O próximo parâmetro da comunicação não-verbal é paralinguistics. Este fator refere-se a comunicação vocal, que é separada da língua real. Isto inclui a dinâmica de como o tom de voz, intensidade, inflexão e arremesso. O tom de voz pode ter um impacto muito forte sobre o significado de uma frase. Um forte tom de voz é interpretada como a aprovação e entusiasmo, enquanto que as mesmas palavras faladas em tom hesitante pode transmitir desaprovação e uma falta de interesse. Alças formam uma outra característica da comunicação não-verbal. Um lote pode ser transmitida através do toque. Houve uma quantidade substancial de pesquisas sobre a importância do toque na infância e na infância. Foi observado que a privação do toque e contato impede o desenvolvimento. O último aspecto da comunicação não-verbal é destacado pelo aparecimento de um indivíduo. A escolha de cores, roupas, penteados e fatores relacionados que afetam a aparência também desempenham um papel na transmissão de emoções.
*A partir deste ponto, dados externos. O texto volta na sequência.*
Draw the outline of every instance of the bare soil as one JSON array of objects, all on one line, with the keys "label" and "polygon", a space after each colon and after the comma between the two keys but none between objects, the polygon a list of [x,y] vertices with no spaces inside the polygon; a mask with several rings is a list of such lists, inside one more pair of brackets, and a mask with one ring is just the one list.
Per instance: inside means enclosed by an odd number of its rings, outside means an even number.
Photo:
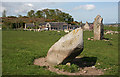
[{"label": "bare soil", "polygon": [[75,73],[70,73],[64,70],[59,70],[57,68],[54,68],[53,66],[47,63],[46,58],[44,57],[35,59],[34,65],[46,66],[47,67],[46,70],[50,70],[52,72],[56,72],[57,74],[64,74],[64,75],[103,75],[104,74],[102,70],[97,69],[94,66],[92,66],[94,62],[91,62],[92,64],[89,63],[89,65],[87,65],[85,61],[82,63],[81,61],[83,61],[83,58],[76,58],[72,61],[72,63],[77,64],[80,67],[80,71],[75,72]]}]

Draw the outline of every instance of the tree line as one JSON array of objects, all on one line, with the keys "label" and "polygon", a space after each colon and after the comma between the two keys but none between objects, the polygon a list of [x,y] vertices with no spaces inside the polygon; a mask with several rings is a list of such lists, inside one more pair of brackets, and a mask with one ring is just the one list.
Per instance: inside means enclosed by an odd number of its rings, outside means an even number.
[{"label": "tree line", "polygon": [[27,16],[19,15],[7,16],[6,11],[2,13],[2,23],[5,28],[23,28],[25,23],[35,23],[39,25],[40,22],[66,22],[68,24],[78,24],[74,18],[69,14],[62,12],[59,9],[43,9],[43,10],[30,10]]},{"label": "tree line", "polygon": [[53,19],[59,22],[73,22],[74,19],[68,13],[62,12],[59,9],[43,9],[43,10],[30,10],[27,13],[28,17],[38,17],[38,18],[45,18],[45,19]]}]

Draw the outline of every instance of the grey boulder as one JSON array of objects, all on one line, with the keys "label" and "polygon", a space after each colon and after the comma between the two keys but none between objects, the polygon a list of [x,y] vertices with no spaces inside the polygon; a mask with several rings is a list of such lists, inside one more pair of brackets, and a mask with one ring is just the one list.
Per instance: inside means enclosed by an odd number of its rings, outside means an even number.
[{"label": "grey boulder", "polygon": [[77,28],[61,37],[47,53],[47,62],[52,65],[65,64],[83,51],[83,29]]}]

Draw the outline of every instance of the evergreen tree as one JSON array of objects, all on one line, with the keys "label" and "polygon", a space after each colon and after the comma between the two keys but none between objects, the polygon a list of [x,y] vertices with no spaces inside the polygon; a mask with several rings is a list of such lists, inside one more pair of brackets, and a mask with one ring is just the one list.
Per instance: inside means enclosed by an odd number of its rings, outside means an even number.
[{"label": "evergreen tree", "polygon": [[3,11],[2,17],[6,17],[6,10]]},{"label": "evergreen tree", "polygon": [[34,10],[30,10],[30,11],[27,13],[27,16],[28,16],[28,17],[35,17]]}]

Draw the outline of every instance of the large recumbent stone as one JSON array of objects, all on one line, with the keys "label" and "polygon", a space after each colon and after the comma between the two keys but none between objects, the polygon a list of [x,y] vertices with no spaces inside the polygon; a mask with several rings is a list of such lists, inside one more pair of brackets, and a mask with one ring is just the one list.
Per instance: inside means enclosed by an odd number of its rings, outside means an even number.
[{"label": "large recumbent stone", "polygon": [[61,37],[48,51],[47,62],[58,65],[71,61],[83,51],[83,30],[77,28]]}]

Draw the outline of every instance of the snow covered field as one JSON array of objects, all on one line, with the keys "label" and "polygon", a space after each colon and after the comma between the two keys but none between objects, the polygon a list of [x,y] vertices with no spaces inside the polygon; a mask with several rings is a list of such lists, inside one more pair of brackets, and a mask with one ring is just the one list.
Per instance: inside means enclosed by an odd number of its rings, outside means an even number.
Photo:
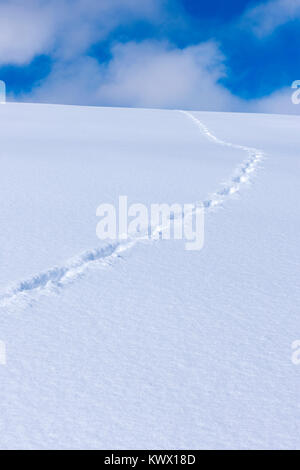
[{"label": "snow covered field", "polygon": [[[0,448],[300,448],[300,117],[0,105]],[[105,243],[99,204],[206,207]]]}]

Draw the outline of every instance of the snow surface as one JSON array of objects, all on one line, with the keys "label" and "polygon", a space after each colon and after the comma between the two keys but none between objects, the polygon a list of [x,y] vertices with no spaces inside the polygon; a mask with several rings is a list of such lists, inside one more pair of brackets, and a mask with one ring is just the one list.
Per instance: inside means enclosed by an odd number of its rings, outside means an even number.
[{"label": "snow surface", "polygon": [[[0,106],[2,449],[299,449],[300,117]],[[96,208],[206,208],[104,243]]]}]

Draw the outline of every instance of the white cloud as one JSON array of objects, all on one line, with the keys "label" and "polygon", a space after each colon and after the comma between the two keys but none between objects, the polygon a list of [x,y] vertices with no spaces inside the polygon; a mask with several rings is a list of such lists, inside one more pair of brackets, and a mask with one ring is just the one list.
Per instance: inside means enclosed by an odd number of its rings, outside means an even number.
[{"label": "white cloud", "polygon": [[53,0],[59,11],[56,57],[70,59],[121,24],[136,19],[159,20],[161,0]]},{"label": "white cloud", "polygon": [[250,28],[256,36],[264,37],[295,19],[300,19],[299,0],[270,0],[249,9],[240,23],[242,27]]},{"label": "white cloud", "polygon": [[239,106],[218,80],[217,46],[176,49],[146,41],[118,44],[107,66],[91,58],[57,65],[31,97],[41,101],[115,106],[233,110]]},{"label": "white cloud", "polygon": [[144,42],[117,45],[97,93],[104,104],[225,109],[223,57],[214,43],[185,49]]},{"label": "white cloud", "polygon": [[37,2],[0,3],[0,64],[26,64],[47,52],[54,34],[54,18]]},{"label": "white cloud", "polygon": [[22,100],[97,105],[96,90],[103,80],[103,72],[97,60],[91,57],[81,57],[70,63],[58,62],[51,74]]},{"label": "white cloud", "polygon": [[161,0],[1,0],[0,65],[38,54],[70,59],[122,22],[159,20]]},{"label": "white cloud", "polygon": [[245,103],[246,111],[268,114],[300,114],[300,105],[293,104],[295,89],[283,88],[271,95]]}]

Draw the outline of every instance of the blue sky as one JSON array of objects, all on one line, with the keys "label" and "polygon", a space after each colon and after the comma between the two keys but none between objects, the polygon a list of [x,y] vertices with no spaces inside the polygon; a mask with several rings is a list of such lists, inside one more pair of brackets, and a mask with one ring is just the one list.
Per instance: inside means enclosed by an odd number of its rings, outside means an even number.
[{"label": "blue sky", "polygon": [[294,112],[299,0],[0,0],[11,100]]}]

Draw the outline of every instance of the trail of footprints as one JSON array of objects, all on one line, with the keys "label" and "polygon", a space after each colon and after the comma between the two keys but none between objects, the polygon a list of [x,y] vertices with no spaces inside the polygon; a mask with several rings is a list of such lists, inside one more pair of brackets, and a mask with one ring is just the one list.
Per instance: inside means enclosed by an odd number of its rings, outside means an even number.
[{"label": "trail of footprints", "polygon": [[192,113],[188,111],[180,111],[189,119],[191,119],[194,124],[198,127],[202,134],[204,134],[210,141],[215,142],[216,144],[223,145],[225,147],[231,147],[238,150],[243,150],[248,154],[248,158],[244,161],[235,171],[234,176],[231,180],[223,185],[223,187],[213,193],[210,198],[202,201],[206,209],[215,208],[224,203],[225,199],[231,196],[232,194],[238,193],[241,189],[241,186],[245,183],[248,183],[251,179],[251,174],[257,169],[260,162],[264,158],[264,153],[261,150],[252,147],[246,147],[244,145],[232,144],[231,142],[225,142],[221,139],[218,139],[213,135],[208,128],[203,124],[199,119],[197,119]]},{"label": "trail of footprints", "polygon": [[[202,201],[204,208],[209,211],[222,205],[227,198],[238,193],[241,187],[250,181],[251,175],[264,158],[264,154],[255,148],[224,142],[214,136],[205,124],[199,121],[192,113],[187,111],[180,111],[180,113],[191,119],[200,132],[210,141],[226,147],[243,150],[248,154],[247,160],[236,169],[231,180],[208,199]],[[8,307],[15,302],[26,303],[31,300],[33,294],[51,293],[80,277],[91,265],[110,264],[114,258],[119,257],[122,252],[129,250],[141,240],[144,241],[142,237],[135,237],[127,241],[109,243],[104,247],[85,251],[81,255],[70,259],[64,266],[51,268],[30,279],[18,282],[0,294],[0,307]]]}]

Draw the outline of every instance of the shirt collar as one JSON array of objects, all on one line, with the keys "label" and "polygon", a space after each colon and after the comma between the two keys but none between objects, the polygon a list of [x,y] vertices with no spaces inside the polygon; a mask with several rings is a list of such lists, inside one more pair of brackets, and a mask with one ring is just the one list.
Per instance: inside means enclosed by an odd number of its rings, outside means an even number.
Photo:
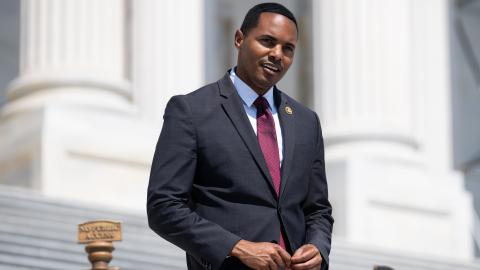
[{"label": "shirt collar", "polygon": [[[236,68],[236,67],[235,67]],[[237,76],[235,73],[235,68],[232,68],[230,71],[230,80],[232,80],[233,85],[237,89],[238,95],[242,98],[245,105],[248,107],[252,107],[253,102],[259,96],[257,92],[255,92],[250,86],[248,86],[240,77]],[[275,113],[277,110],[274,106],[273,101],[273,86],[268,89],[268,91],[263,94],[263,97],[268,101],[268,105],[270,106],[270,110],[272,113]]]}]

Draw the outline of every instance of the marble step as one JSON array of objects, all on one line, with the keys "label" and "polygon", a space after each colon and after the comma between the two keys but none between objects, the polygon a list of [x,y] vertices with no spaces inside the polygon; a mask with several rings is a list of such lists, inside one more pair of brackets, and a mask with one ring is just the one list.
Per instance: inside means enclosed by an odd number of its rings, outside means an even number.
[{"label": "marble step", "polygon": [[[45,197],[31,190],[0,186],[0,270],[87,269],[77,224],[95,219],[122,222],[112,266],[122,270],[186,269],[184,252],[152,232],[145,214],[122,213]],[[480,270],[480,262],[454,261],[379,250],[334,238],[331,270]]]}]

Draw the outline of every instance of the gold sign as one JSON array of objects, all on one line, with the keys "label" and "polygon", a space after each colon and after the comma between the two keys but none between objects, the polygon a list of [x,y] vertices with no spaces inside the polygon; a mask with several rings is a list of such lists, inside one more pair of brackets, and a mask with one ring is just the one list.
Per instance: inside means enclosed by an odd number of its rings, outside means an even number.
[{"label": "gold sign", "polygon": [[98,220],[78,225],[78,243],[93,241],[121,241],[122,226],[120,222]]}]

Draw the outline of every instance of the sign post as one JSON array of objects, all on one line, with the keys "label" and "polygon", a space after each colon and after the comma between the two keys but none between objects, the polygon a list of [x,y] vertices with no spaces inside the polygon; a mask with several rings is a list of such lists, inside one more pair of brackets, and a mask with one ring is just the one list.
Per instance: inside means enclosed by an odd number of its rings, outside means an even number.
[{"label": "sign post", "polygon": [[87,244],[85,251],[92,264],[92,270],[119,270],[109,267],[112,260],[113,241],[122,240],[120,222],[97,220],[78,225],[78,243]]}]

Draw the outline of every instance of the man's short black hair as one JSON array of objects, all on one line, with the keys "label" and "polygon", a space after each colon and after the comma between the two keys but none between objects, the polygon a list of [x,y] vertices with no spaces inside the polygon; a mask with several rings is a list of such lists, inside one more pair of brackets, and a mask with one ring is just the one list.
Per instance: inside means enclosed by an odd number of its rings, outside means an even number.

A investigação sobre a psicologia da cor tem demonstrado que as cores diferentes têm a probabilidade de invocar diferentes humores. Aparência pode também modificar um de reações fisiológicas, julgamento e interpretações.








Costumamos dar importância evidente para as palavras. Sem saber que a verdadeira sensação é realizado por várias outras dinâmicas da nossa personalidade.
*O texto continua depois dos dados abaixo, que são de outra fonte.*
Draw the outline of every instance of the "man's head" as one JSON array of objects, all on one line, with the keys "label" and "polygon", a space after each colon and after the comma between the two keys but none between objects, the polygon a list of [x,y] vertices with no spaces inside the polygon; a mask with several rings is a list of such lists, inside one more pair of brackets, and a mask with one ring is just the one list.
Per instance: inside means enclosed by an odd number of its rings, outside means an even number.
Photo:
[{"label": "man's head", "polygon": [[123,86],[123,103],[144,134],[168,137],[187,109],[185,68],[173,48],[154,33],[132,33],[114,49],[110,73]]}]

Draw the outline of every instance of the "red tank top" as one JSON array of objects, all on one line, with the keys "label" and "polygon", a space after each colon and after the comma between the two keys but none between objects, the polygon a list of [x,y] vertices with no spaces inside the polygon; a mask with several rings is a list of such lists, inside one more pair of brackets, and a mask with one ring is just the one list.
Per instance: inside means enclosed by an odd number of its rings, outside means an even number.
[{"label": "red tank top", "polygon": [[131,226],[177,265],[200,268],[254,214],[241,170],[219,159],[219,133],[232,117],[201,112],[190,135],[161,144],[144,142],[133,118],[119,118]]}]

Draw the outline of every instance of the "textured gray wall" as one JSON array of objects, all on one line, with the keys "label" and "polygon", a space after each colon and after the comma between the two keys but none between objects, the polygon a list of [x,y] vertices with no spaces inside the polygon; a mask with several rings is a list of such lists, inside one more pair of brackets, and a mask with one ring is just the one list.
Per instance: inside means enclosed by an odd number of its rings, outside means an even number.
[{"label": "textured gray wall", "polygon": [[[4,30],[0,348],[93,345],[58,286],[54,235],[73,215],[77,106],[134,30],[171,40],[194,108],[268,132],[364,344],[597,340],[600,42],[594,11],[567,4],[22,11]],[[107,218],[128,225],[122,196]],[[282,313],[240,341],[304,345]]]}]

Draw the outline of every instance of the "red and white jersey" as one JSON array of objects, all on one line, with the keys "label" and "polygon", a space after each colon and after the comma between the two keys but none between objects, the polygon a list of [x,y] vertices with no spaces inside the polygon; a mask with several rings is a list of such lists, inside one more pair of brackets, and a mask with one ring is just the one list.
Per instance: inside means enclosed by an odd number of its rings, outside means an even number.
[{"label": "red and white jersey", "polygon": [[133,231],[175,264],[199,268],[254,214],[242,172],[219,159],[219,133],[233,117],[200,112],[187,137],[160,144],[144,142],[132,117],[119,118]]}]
quinta-feira, 6 de maio de 2010

'Insegurança Emocional'



O que é?

Não ter certeza sobre qual é a melhor opção. Sofre de uma total incapacidade para tomar decisões. O inseguro está sempre a perguntar a opinião de terceiros, se este é realmente o trabalho melhor, o parceiro é suficientemente ideal, vai dar certo, deve ir pela direita ou pela esquerda, pinta de azul ou vermelho.

Que aparência tem?

Semblante atormentado, lábios cerrados, ar perdido.
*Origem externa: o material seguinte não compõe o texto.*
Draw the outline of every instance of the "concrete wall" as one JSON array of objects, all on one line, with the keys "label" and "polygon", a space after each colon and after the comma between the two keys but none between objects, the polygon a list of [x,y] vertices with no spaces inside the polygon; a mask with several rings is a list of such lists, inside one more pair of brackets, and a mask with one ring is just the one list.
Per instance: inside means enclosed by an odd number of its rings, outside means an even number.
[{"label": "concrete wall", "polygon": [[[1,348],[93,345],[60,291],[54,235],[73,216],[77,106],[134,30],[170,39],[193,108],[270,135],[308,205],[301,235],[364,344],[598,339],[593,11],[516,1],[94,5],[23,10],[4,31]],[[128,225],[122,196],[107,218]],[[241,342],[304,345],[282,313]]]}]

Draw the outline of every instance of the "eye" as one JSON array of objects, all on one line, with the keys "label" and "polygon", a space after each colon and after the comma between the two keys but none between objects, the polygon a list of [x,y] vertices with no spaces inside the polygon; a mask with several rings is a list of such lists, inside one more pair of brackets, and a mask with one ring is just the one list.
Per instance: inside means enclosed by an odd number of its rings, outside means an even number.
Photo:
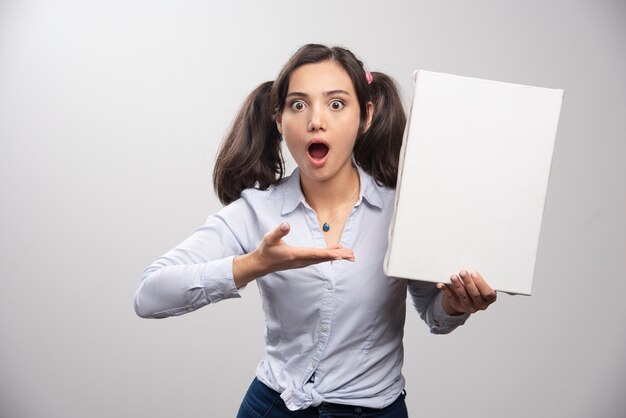
[{"label": "eye", "polygon": [[333,100],[330,102],[330,108],[333,110],[341,110],[345,104],[341,100]]},{"label": "eye", "polygon": [[305,106],[306,105],[304,104],[302,100],[294,100],[293,102],[291,102],[291,105],[289,107],[291,107],[291,110],[300,112],[301,110],[304,110]]}]

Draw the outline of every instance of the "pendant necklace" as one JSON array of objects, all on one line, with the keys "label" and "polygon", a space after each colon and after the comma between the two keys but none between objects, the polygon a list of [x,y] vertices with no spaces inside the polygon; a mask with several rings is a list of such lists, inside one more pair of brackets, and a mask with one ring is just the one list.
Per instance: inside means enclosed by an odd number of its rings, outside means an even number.
[{"label": "pendant necklace", "polygon": [[352,194],[350,195],[350,198],[348,199],[348,201],[341,207],[341,209],[339,209],[336,213],[335,216],[333,216],[332,218],[330,218],[329,220],[327,220],[326,222],[324,222],[324,225],[322,226],[322,230],[324,232],[328,232],[330,231],[330,223],[337,217],[337,215],[339,215],[341,212],[343,212],[343,210],[346,208],[346,206],[348,206],[348,203],[350,203],[350,201],[352,200],[352,198],[354,197],[354,194],[356,193],[356,191],[359,189],[359,183],[357,183],[356,187],[354,188],[354,191],[352,192]]}]

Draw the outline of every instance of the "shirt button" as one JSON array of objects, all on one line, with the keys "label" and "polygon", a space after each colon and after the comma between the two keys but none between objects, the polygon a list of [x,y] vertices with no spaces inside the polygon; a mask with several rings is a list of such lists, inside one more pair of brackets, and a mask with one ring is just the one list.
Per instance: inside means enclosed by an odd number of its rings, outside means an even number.
[{"label": "shirt button", "polygon": [[332,284],[332,282],[330,280],[328,280],[326,282],[326,289],[333,290],[333,284]]},{"label": "shirt button", "polygon": [[326,325],[326,324],[322,324],[322,326],[320,326],[320,331],[322,331],[322,332],[328,332],[328,325]]}]

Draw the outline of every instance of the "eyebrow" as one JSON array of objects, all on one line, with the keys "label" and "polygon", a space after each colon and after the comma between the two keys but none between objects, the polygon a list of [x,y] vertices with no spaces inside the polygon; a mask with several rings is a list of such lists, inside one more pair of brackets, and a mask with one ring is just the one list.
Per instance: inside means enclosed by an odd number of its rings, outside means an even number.
[{"label": "eyebrow", "polygon": [[[337,89],[337,90],[329,90],[324,92],[324,96],[334,96],[335,94],[345,94],[346,96],[350,96],[345,90]],[[287,93],[286,97],[296,96],[296,97],[309,97],[308,94],[303,93],[301,91],[292,91],[291,93]]]}]

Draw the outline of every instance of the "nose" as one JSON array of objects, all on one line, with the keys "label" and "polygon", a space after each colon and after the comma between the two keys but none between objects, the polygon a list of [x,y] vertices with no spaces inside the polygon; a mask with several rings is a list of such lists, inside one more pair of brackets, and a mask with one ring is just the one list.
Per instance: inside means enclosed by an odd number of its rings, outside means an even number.
[{"label": "nose", "polygon": [[310,112],[309,119],[309,132],[315,132],[319,130],[326,130],[326,118],[324,117],[324,112],[319,106],[313,106]]}]

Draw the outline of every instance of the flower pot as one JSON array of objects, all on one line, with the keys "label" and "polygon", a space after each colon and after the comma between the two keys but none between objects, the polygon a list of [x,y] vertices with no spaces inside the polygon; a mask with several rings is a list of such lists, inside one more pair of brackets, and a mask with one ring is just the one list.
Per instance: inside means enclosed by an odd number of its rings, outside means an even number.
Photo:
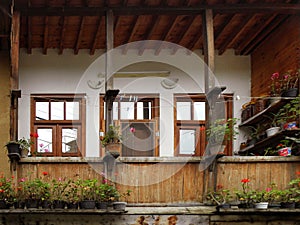
[{"label": "flower pot", "polygon": [[28,153],[29,153],[29,149],[25,149],[25,148],[21,149],[21,157],[22,158],[28,157]]},{"label": "flower pot", "polygon": [[38,208],[40,200],[39,199],[25,199],[25,206],[27,209]]},{"label": "flower pot", "polygon": [[66,206],[66,202],[62,200],[54,200],[53,201],[53,209],[64,209]]},{"label": "flower pot", "polygon": [[294,209],[295,208],[295,202],[281,202],[280,208],[284,209]]},{"label": "flower pot", "polygon": [[269,203],[268,202],[257,202],[254,204],[256,209],[267,209]]},{"label": "flower pot", "polygon": [[105,146],[105,151],[111,154],[115,159],[118,158],[121,154],[122,144],[107,144]]},{"label": "flower pot", "polygon": [[83,200],[80,202],[79,207],[81,209],[95,209],[96,202],[94,200]]},{"label": "flower pot", "polygon": [[23,201],[14,202],[14,208],[15,209],[24,209],[25,208],[25,202],[23,202]]},{"label": "flower pot", "polygon": [[51,209],[52,204],[50,201],[44,200],[42,201],[41,206],[43,209]]},{"label": "flower pot", "polygon": [[126,202],[114,202],[113,209],[116,211],[125,211],[126,205]]},{"label": "flower pot", "polygon": [[67,203],[67,208],[68,209],[78,209],[78,202]]},{"label": "flower pot", "polygon": [[9,206],[5,200],[0,200],[0,209],[8,209]]},{"label": "flower pot", "polygon": [[281,97],[296,97],[298,95],[298,88],[290,88],[282,92]]},{"label": "flower pot", "polygon": [[267,137],[271,137],[275,134],[277,134],[280,130],[280,127],[271,127],[269,129],[266,130],[267,133]]},{"label": "flower pot", "polygon": [[107,210],[108,209],[108,202],[96,202],[96,208]]},{"label": "flower pot", "polygon": [[291,156],[292,148],[291,147],[284,147],[278,150],[279,156]]}]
Importância para sobrevivência?

A insegurança é fundamental para tomarmos decisões corretas e seguras, pois nos obriga a pensar em prós e contras e consequências das escolhas que fazem parte da vida. E olhe a importância somos frutos de nossas escolhas. Logo, o nosso sucesso e o nosso fracasso estão intimamente ligados a nossa capacidade de decidir.








Fora de si

Grandes decisões são inerentes à vida e diante de uma grande decisão é normal você passar uma noite em claro ou exteriorizar as suas preocupações. O indicio de que a insegurança está fora de controle, caminhando para seu descontrole, é quando você se torna incapaz de decidir questões simples do dia-a-dia. Vou almoçar em qual restaurante? Qual dos livros eu compro? Que roupas vou usar? E mais: uma simples escolha é vivenciada com muito sofrimento.

O que está por trás deste comportamento é: você é incapaz de decidir o que é melhor para sua vida. No trabalho, então, a insegurança se torna um desastre!

O efeito colateral chega à auto-estima. O inseguro sente-se a pior das criaturas, passa a se esconder, como se alguém fosse descobrir sua incapacidade de decisão.

“ A “insegurança gera ansiedade” E, em excesso, pode levar a neurose de ansiedade, caracterizada por insegurança de forma constante deixando a pessoa permanentemente irrequieta. Neste ponto é necessário buscar uma ajuda terapêutica para encontrar equilíbrio.

A insegurança está ligada ao medo. A auto estima deficiente impede que você tenha coragem necessária para enfrentar as consequências das suas escolhas.






Como retomar o controle?

A tarefa de eliminar a insegurança passa pelo controle da auto-estima, da sua personalidade. É um processo longo que envolve muito trabalho no desenvolvimento pessoal e é preciso buscar os recursos.

Muitos optam por uma ajuda profissional, como um terapeuta, para conduzir este processo. Você pode iniciar pelo auto conhecimento, conhecer as suas fraquezas e suas forças é um ponto importante.

Um recurso importante é estudar sobre seus comportamentos procure cursos, seminários e workshops de desenvolvimento humano, como inteligência emocional, assertividade, razão, emoção, etc. Se você for do tipo empenhado poderá até tentar um curso em alguma universidade aberta. Não há nada mais revigorante para a auto-estima do que voltar a estudar.

Lembre-se esteja sempre atento e aberto a aprender coisas novas.